A danger-zone strategy won’t be easy: Navigating the 2020s will require vigorous, defensive hole-plugging as well as targeted, offensive coercion. The United States will have to run risks and accept higher tensions; it will have to make serious investments of time, energy, and resources. Above all, America—including some of its stodgiest bureaucracies—must summon wartime agility, speed, and purpose to preserve a fragile peace. America’s near-term vulnerabilities have become sufficiently pronounced that it no longer has the luxury of delay. The choice, then, is between doing things that are hard now or doing things that are even harder once China has achieved strategic breakthroughs—or simply broken the system.

If the task seems arduous, the immediate returns will also be limited. Crossing the danger zone won’t bring an end to the U.S.-China competition, any more than surviving the early Cold War brought that rivalry to a close. A stagnant or decaying power can still cause serious trouble in lots of places; a U.S.-China rivalry beyond 2030 could well be global in scope and extended in duration. But if America can make it through the next decade in good order, it can accomplish far more than just holding the line.

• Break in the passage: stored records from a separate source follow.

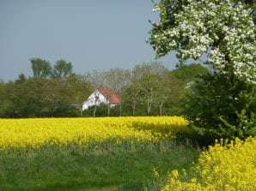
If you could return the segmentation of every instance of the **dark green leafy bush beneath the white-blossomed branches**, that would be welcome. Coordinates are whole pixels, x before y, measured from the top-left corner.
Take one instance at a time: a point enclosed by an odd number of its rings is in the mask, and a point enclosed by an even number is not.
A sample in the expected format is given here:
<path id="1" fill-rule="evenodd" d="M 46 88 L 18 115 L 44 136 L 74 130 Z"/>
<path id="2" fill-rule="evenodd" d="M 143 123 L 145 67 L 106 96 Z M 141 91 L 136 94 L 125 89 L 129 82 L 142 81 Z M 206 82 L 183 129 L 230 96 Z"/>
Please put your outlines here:
<path id="1" fill-rule="evenodd" d="M 256 133 L 256 87 L 226 75 L 204 75 L 189 94 L 186 117 L 208 139 L 247 138 Z"/>

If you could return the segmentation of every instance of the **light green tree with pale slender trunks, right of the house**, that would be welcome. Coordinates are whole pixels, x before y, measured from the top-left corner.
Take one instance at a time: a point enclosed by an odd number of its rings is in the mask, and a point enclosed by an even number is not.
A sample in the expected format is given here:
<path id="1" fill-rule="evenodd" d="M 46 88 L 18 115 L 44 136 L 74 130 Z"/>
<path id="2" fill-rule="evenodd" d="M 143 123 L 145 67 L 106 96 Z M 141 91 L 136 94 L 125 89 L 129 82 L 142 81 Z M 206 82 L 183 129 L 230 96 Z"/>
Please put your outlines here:
<path id="1" fill-rule="evenodd" d="M 131 71 L 131 85 L 126 91 L 126 101 L 130 102 L 132 115 L 152 115 L 168 98 L 168 69 L 162 63 L 143 63 Z M 142 110 L 143 108 L 143 110 Z"/>

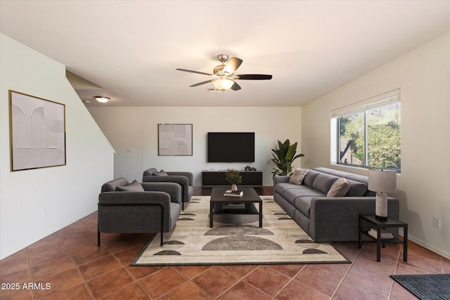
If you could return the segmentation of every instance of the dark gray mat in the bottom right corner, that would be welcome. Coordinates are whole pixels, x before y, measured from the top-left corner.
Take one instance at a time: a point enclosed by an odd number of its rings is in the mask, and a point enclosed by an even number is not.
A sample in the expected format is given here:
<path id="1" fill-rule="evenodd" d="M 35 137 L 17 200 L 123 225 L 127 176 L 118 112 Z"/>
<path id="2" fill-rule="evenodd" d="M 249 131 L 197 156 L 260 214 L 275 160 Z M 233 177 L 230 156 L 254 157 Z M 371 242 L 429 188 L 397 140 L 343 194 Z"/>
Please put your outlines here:
<path id="1" fill-rule="evenodd" d="M 391 275 L 420 300 L 450 299 L 450 274 Z"/>

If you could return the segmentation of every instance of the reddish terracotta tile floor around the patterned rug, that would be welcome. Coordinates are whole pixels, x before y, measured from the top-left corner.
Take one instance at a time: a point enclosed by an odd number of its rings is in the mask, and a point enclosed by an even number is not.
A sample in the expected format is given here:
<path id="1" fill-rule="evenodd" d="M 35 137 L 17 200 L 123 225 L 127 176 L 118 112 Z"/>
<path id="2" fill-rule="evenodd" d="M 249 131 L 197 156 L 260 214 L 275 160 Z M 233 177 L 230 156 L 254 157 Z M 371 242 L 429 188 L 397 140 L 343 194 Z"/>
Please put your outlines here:
<path id="1" fill-rule="evenodd" d="M 151 235 L 104 233 L 97 247 L 96 230 L 93 213 L 2 259 L 0 299 L 415 299 L 389 276 L 450 273 L 449 259 L 411 241 L 407 262 L 401 244 L 377 262 L 374 242 L 337 242 L 352 263 L 131 267 Z"/>

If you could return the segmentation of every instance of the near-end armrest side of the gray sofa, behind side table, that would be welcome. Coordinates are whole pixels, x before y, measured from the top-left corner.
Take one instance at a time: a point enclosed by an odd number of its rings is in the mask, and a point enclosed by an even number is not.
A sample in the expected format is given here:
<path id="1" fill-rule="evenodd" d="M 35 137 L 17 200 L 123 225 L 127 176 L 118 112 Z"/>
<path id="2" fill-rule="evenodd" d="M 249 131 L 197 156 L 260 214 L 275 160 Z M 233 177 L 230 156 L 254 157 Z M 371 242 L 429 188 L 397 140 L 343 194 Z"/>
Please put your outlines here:
<path id="1" fill-rule="evenodd" d="M 360 214 L 375 214 L 375 197 L 314 197 L 309 234 L 316 242 L 358 240 Z M 388 197 L 387 214 L 399 219 L 399 200 Z M 398 236 L 398 228 L 392 233 Z"/>

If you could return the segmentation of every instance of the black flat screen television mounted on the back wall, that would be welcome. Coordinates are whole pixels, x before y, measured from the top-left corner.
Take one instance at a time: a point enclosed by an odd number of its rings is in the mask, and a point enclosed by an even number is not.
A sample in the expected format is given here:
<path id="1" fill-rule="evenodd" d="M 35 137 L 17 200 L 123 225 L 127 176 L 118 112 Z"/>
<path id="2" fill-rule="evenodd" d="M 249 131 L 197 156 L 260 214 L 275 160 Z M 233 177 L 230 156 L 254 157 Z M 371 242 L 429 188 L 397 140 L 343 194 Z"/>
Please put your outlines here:
<path id="1" fill-rule="evenodd" d="M 255 162 L 255 132 L 208 132 L 207 162 Z"/>

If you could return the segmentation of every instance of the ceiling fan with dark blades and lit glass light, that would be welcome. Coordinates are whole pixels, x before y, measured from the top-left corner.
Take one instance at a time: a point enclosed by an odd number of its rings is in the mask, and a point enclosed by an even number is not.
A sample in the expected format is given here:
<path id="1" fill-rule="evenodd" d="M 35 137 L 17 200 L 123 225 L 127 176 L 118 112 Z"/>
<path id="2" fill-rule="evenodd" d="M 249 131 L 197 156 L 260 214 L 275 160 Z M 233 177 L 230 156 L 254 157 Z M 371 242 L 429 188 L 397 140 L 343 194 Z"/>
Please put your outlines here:
<path id="1" fill-rule="evenodd" d="M 198 84 L 193 84 L 191 86 L 200 86 L 202 84 L 207 84 L 212 82 L 215 88 L 219 91 L 226 91 L 232 89 L 233 91 L 240 90 L 239 84 L 236 83 L 236 79 L 244 79 L 244 80 L 268 80 L 272 79 L 272 75 L 265 74 L 243 74 L 243 75 L 235 75 L 234 72 L 238 69 L 240 64 L 243 62 L 240 58 L 231 58 L 228 59 L 228 55 L 219 54 L 217 59 L 221 62 L 221 65 L 217 65 L 214 67 L 212 74 L 205 72 L 198 72 L 193 70 L 186 69 L 176 69 L 184 72 L 191 72 L 197 74 L 208 75 L 212 77 L 210 80 L 199 82 Z"/>

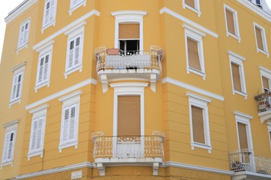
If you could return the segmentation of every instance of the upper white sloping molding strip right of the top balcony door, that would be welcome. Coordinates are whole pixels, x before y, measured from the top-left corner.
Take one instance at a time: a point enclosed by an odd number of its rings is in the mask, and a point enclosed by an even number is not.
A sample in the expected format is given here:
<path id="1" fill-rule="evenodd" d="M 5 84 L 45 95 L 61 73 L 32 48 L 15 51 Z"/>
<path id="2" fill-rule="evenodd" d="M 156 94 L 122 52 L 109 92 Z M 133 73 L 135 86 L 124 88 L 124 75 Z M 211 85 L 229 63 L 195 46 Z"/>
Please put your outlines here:
<path id="1" fill-rule="evenodd" d="M 204 28 L 204 26 L 201 26 L 194 21 L 191 21 L 190 19 L 187 19 L 186 17 L 183 17 L 182 15 L 179 15 L 178 13 L 174 12 L 173 10 L 170 10 L 168 8 L 162 8 L 160 10 L 160 14 L 162 15 L 163 13 L 167 13 L 168 15 L 171 15 L 172 17 L 176 17 L 177 19 L 185 22 L 186 24 L 189 24 L 190 26 L 193 26 L 199 30 L 202 30 L 204 33 L 207 33 L 208 35 L 211 35 L 215 38 L 218 38 L 218 34 L 213 32 L 212 30 L 209 30 L 207 28 Z"/>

In retrospect, the first few years of the Cold War were so crucial not just because the free world addressed its most worrying vulnerabilities, but also because it began amassing what would ultimately prove to be decisive advantages. There’s a similar opportunity in the U.S.-China rivalry.

By protecting a free Taiwan, Washington can preserve a potent ideological alternative to a repressive, slowing China and begin fortifying the geopolitical constraints that will keep Beijing in check. By forging a free-world economic bloc, America can help ensure that democracies set the pace in critical technologies for decades to come. By rallying ad hoc, issue-focused democratic cooperation now, Washington can lay the foundation for larger, more ambitious coalitions in the future. Patterns established in the early years of a competition can have lasting, transformative effects. If America gets its danger-zone strategy right, the long game may eventually be there for the taking, as well.